Create a unique column header for all the categories in the original dataset. In this example, it would be Region, Quarter, and Sales. In the cell below the Region header, use the following formula: =INDEX($A$2:$A$5,ROUNDUP(ROWS($A$2:A2)/COUNTA($B$1:$E$1),0)) Drag the formula down and it will repeat all the regions. In the cell below the Quarter header, use the following formula: =INDEX($B$1:$E$1,ROUNDUP(MOD(ROWS($A$2:A2),COUNTA($B$1:$E$1)+0.1),0)) Drag the formula down and it will repeat all the quarters. In the header below Sales, use the following formula: =INDEX($B$2:$E$5,MATCH(G2,$A$2:$A$5,0),MATCH(H2,$B$1:$E$1,0)) Drag it down to get all the values. This formula uses the Region and the Quarter data as the lookup values and returns the sales value from the original dataset.
Now you can use this resulting data as the source data for Pivot Table. Click here to download the Example File.
Method 2: Using Power Query
Power Query has a feature that can easily convert this kind of data into Pivot ready data format. If you’re are using Excel 2016, Power Query features would be available in the Data tab in the Get & Transform group. If you’re using Excel 2013 or prior versions, you can use it as an add-in. Here is an excellent guide on Installing Power Query by Jon from Excel Campus. Again, considering you have the data formatted as shown below:
Here are the steps to convert the source data into Pivot Table ready format:
Convert the data into an Excel Table. Select the dataset and go to Insert –> Tables –> Table. In the Insert Table dialog box, make sure the correct range is selected and click OK. This will convert the tabular data into an Excel Table. In Excel 2016, go to Data –> Get & Transform –> From Table. If you’re using the Power Query Addin in a prior version, go to Power Query –> External Data –> From Table. In the Query editor, select the columns that you want to unpivot. In this case, these are the ones for the four quarters. To select all the columns, hold the Shift key and then select the first column and then the last column. Within the Query Editor, go to Transform –> Any Column –> Unpivot Columns. This will convert the column’s data into Pivot Table friendly format. Power Query gives generic names to the columns. Change these names to the ones you want. In this case, change Attribute to Quarter and Value to Sales. In the Query Editor, Go to File –> Close and Load. This will close the Power Query Editor dialog box and create a separate worksheet that will have the data with unpivoted columns.

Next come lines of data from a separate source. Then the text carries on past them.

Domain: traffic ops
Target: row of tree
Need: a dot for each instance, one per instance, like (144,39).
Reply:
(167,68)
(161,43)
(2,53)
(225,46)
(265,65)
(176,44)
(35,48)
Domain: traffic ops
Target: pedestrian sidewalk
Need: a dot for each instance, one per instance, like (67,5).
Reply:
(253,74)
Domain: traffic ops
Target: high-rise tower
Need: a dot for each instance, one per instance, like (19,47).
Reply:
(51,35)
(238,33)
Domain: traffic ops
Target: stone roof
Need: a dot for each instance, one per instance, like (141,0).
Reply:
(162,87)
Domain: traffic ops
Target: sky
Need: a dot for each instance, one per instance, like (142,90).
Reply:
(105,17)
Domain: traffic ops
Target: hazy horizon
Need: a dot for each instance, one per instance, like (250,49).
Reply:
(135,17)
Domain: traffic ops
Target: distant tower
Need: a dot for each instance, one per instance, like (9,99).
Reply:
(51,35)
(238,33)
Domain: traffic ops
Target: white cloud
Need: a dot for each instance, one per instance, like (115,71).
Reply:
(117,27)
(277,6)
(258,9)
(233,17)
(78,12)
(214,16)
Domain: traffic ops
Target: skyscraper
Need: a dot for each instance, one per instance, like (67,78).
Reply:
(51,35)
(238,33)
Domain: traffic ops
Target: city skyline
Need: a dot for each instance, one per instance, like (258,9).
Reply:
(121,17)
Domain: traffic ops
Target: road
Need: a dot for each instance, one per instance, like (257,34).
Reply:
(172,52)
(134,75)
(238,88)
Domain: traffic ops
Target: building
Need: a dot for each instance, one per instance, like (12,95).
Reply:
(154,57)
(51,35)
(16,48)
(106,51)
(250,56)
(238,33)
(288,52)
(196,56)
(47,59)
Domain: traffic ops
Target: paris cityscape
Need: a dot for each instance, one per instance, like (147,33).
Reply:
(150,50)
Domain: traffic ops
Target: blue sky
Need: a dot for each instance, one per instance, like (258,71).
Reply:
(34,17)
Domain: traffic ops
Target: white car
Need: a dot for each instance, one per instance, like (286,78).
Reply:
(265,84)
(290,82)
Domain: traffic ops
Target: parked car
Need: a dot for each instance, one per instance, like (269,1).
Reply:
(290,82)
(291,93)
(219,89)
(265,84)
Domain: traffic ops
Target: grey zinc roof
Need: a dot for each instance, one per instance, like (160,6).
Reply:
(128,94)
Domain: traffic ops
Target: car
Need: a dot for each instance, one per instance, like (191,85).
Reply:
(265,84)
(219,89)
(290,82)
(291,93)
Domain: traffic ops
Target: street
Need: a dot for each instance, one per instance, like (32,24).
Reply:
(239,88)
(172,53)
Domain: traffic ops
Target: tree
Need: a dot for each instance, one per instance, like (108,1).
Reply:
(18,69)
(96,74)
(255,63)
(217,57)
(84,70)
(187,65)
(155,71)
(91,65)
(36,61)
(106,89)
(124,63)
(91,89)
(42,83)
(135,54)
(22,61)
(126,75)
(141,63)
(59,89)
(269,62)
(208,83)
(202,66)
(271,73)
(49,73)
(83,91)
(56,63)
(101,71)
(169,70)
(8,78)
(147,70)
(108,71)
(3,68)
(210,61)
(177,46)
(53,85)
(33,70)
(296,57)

Now that you know how to prepare the source data for Pivot Table you’re ready to Excel in the world of Pivot Tables. Here are some other Pivot table tutorials that you may find useful:
How to Refresh Pivot Table in Excel. Using Slicers in Excel Pivot Table – A Beginner’s Guide. How to Group Dates in Pivot Tables in Excel. How to Group Numbers in Pivot Table in Excel. Pivot Cache in Excel – What Is It and How to Best Use It. How to Filter Data in a Pivot Table in Excel. How to Add and Use an Excel Pivot Table Calculated Field. How to Apply Conditional Formatting in a Pivot Table in Excel. How to Replace Blank Cells with Zeros in Excel Pivot Tables.

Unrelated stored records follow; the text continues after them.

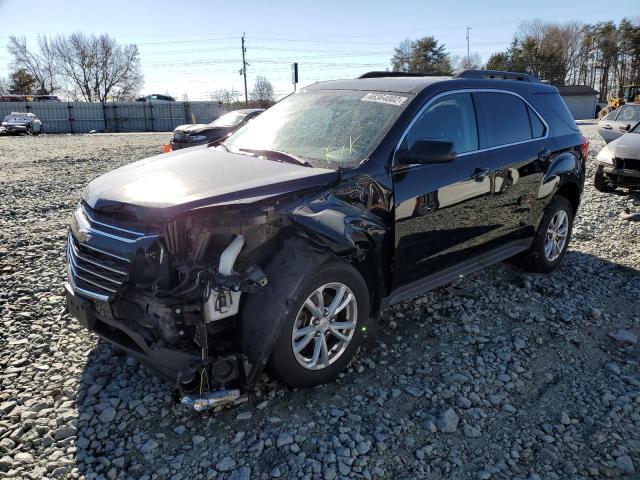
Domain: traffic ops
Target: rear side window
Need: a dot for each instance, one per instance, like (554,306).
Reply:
(537,127)
(450,118)
(559,117)
(505,118)
(629,113)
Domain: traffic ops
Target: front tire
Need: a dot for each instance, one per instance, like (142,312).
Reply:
(324,327)
(601,183)
(552,238)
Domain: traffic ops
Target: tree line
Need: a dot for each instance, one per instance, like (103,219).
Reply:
(261,96)
(604,56)
(93,68)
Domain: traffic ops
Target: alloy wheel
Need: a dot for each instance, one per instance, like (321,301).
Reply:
(556,237)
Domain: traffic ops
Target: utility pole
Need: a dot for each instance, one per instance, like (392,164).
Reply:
(244,72)
(468,55)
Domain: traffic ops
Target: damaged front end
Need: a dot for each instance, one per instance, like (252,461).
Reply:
(169,294)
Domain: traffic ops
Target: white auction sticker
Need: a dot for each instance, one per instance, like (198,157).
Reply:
(384,98)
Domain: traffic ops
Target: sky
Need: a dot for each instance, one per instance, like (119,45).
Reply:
(193,47)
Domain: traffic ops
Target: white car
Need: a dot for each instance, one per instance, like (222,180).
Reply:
(18,122)
(618,163)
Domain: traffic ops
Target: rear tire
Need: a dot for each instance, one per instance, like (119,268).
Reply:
(552,238)
(330,347)
(601,183)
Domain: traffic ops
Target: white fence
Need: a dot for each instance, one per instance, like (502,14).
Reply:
(82,117)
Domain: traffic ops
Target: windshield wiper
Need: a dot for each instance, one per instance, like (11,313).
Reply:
(278,155)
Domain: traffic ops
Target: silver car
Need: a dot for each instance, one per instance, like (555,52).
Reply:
(18,122)
(619,122)
(619,162)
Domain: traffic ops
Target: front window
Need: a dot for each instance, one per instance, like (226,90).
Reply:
(331,128)
(448,119)
(629,113)
(230,119)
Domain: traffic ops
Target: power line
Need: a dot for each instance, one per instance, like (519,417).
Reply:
(244,73)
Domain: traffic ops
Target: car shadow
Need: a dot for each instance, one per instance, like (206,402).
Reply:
(129,422)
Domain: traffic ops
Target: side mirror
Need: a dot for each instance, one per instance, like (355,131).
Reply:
(427,151)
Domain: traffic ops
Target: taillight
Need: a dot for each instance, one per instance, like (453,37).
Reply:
(584,147)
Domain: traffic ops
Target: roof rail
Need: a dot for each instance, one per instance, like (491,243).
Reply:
(397,74)
(498,74)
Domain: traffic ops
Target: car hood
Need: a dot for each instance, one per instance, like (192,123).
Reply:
(198,128)
(627,146)
(169,184)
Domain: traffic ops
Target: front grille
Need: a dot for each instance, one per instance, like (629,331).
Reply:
(93,272)
(180,138)
(629,164)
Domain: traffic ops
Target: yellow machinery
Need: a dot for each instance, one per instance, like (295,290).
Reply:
(630,94)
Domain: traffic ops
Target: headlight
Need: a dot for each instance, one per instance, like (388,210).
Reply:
(605,156)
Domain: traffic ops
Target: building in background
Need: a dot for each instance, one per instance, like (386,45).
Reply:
(582,100)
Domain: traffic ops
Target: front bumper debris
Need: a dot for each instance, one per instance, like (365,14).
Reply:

There is an error in your forumla based solution for this table sorting method. As you will notice you have used a sequential indexing formula for both the columns. This results in Mid West always getting Qtr1 and North East always getting Qtr2 and so on for all 4 categories. One of the columns needs to be a non-sequential repeating formula. So I suggest =INDEX($A$2:$A$5,ROUNDUP(ROWS(A$9:A9)/COUNTA($B$1:$E$1),0)) in cell G2 and copy that down all the way. This will repeat Mid West 4 times and then North East 4 times and so on for all 4 categories.